Se llamaba Juan Pedro y fue nuestro profesor de Lengua en segundo de BUP, hace ya bastante de esto. Le recuerdo por eso y por su inolvidable peluquín que tanto juego nos dio a nosotros, sus alumnos. Pero sobre todo, el motivo de que permanezca anclado en mi memoria es que fue el artífice de uno de esos momentos que marcan tu vida y hace que esta tome nuevas perspectivas.

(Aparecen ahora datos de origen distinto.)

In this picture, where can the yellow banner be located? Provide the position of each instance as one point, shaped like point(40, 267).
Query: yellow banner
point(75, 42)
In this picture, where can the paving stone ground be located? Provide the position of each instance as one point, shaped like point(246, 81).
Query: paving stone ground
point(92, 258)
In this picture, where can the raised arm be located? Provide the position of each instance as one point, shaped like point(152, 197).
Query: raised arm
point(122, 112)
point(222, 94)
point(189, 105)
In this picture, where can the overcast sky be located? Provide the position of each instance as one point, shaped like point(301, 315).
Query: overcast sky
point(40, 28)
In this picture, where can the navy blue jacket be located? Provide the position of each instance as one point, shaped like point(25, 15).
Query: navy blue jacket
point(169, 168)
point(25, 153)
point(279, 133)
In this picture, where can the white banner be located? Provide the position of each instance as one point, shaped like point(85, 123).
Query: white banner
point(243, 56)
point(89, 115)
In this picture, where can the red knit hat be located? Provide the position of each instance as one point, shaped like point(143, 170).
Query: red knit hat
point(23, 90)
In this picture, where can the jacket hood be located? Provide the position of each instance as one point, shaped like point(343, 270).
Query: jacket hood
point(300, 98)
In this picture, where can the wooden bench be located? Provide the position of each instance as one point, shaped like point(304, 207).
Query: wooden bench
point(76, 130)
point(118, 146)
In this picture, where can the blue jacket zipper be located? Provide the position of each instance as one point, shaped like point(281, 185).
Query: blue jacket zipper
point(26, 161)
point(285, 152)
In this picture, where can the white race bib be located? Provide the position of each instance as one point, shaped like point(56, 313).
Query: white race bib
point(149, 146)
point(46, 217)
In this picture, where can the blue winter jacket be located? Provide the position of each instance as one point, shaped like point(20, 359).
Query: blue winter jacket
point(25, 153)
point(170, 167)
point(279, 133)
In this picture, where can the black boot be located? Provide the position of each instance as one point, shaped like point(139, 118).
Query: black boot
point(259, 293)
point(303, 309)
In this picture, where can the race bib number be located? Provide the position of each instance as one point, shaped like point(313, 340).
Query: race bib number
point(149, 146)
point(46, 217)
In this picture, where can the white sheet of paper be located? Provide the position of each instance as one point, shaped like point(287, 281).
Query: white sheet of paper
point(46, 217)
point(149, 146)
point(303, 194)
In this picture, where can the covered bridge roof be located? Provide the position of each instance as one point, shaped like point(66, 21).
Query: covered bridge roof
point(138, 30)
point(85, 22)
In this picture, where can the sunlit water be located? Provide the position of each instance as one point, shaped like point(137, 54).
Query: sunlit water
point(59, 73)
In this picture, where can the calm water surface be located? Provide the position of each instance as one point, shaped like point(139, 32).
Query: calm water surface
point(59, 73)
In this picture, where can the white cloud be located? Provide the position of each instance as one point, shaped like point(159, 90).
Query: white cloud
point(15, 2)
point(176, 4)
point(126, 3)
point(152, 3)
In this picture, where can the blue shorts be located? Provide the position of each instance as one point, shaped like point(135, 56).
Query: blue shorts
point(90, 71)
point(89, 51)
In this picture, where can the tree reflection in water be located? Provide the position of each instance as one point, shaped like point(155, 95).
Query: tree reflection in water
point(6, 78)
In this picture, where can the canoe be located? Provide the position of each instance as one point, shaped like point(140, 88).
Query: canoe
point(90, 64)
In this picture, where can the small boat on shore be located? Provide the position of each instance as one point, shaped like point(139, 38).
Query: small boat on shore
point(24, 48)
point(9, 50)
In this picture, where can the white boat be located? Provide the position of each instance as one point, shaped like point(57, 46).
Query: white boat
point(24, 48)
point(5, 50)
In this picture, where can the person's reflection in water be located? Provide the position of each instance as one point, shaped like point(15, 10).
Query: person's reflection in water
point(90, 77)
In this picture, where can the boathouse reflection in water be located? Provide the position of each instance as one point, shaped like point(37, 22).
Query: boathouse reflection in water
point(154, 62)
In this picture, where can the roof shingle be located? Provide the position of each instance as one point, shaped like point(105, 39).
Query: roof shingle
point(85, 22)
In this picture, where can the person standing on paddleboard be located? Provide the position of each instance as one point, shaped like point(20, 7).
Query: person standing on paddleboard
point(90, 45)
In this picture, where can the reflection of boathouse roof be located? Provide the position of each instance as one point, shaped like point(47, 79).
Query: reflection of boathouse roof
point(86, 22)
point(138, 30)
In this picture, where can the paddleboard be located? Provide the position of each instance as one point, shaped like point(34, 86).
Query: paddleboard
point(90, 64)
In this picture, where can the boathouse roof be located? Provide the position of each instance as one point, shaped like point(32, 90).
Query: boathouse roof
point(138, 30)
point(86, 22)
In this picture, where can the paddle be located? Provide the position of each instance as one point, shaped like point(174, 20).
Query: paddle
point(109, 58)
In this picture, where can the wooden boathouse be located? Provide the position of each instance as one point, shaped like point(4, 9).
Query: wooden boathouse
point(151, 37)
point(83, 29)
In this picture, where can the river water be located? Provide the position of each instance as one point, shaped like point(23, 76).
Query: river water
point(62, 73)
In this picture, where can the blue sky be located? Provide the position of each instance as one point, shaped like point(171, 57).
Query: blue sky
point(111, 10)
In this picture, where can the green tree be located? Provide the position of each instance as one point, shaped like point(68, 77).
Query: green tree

Todo comenzó con una charla en clase sobre la buena y mala literatura. Recuerdo que mantenía que a autores como Agatha Christie no se les podía considerar buenos escritores porque su obra estaba encaminada solo a satisfacer la demanda del público (lo que viene siendo dedicarse a producir superventas). Nosotros le rebatíamos muy ofendidos aquella idea. No estábamos para nada de acuerdo con que la autora de "Diez negritos" fuese considerada como un bodrio de escritora, parece ser que en aquella época debía de ser la lectura favorita de más de uno. Él para demostrarnos su teoría en la siguiente clase trajo un libro y comenzó una lectura:
"Un sábado de mayo de 1953, dos años antes de los acontecimientos de Barracas, un muchacho alto y encorvado caminaba por uno de los senderos del parque Lezama. Se sentó en un banco, cerca de la estatua de Ceres, y permaneció sin hacer nada, abandonado a sus pensamientos. "Como un bote a la deriva en un gran lago aparentemente tranquilo pero agitado por corrientes profundas", pensó Bruno, cuando, después de la muerte de Alejandra, Martín le contó, confusa y fragmentariamente, algunos de los episodios vinculados a aquella relación. Y no sólo lo pensaba sino que lo comprendía ¡y de qué manera!, ya que aquel Martín de diecisiete años le recordaba a su propio antepasado, al remoto Bruno que a veces vislumbraba a través de un territorio neblinoso de treinta años; territorio enriquecido y devastado por el amor, la desilusión y la muerte. Melancólicamente lo imaginaba en aquel viejo parque, con la luz crepuscular demorándose sobre las modestas estatuas, sobre los pensativos leones de bronce, sobre los senderos cubiertos de hojas blandamente muertas. A esa hora en que comienzan a oírse los pequeños murmullos, en que los grandes ruidos se van retirando, como se apagan las conversaciones demasiado fuertes en la habitación de un moribundo; y entonces, el rumor de la fuente, los pasos de un hombre que se aleja, el gorjeo de los pájaros que no terminan de acomodarse en sus nidos, el lejano grito de un niño, comienzan a notarse con extraña gravedad. Un misterioso acontecimiento se produce en esos momentos: anochece. Y todo es diferente: los árboles, los bancos, los jubilados que encienden alguna fogata con hojas secas, la sirena de un barco en la Dársena Sur, el distante eco de la ciudad. Esa hora en que todo entra en una existencia más profunda y enigmática. Y también más temible, para los seres solitarios que a esa hora permanecen callados y pensativos en los bancos de las plazas y parques de Buenos Aires... "
Era "Sobre héroes y tumbas" de Ernesto Sábato. No recuerdo cuanto tiempo dedicó a la lectura, si fueron muchas o pocas páginas, si fue una o más clases, pero sí lo que me impresionó. Aquellas lineas me sedujeron tanto que ese verano compré el libro con mis ahorros. Fue el primer libro que compré.
Aunque supuso algo más que eso, me hizo tomar conciencia de que la lectura no era un simple ejercicio para pasar el tiempo, que había un mundo, totalmente desconocido, más allá de los libros que habían por casa, de los que encontraba en casa de mi abuela o de los que nos mandaban como lectura obligatoria. Tomé conciencia de que existía una clase de lectura que conectaba contigo, que te hacía vibrar y que de alguna manera te acercaba a la persona que eras a través de las palabras y la vivencias de otro. Fue el inicio de una búsqueda incesante que todavía continua. No siempre la búsqueda obtiene sus mejores resultados pero cuando lo hace, cuando encuentras ese libro cuya lectura conecta contigo sientes que el esfuerzo ha merecido la pena.
Esta mañana cuando he escuchado que hoy era el aniversario de la muerte de Ernesto Sábato, no he podido evitar recordar a aquel profesor, la gran lectura que nos proporcionó y aquella maravillosa puerta que nos dejó abierta.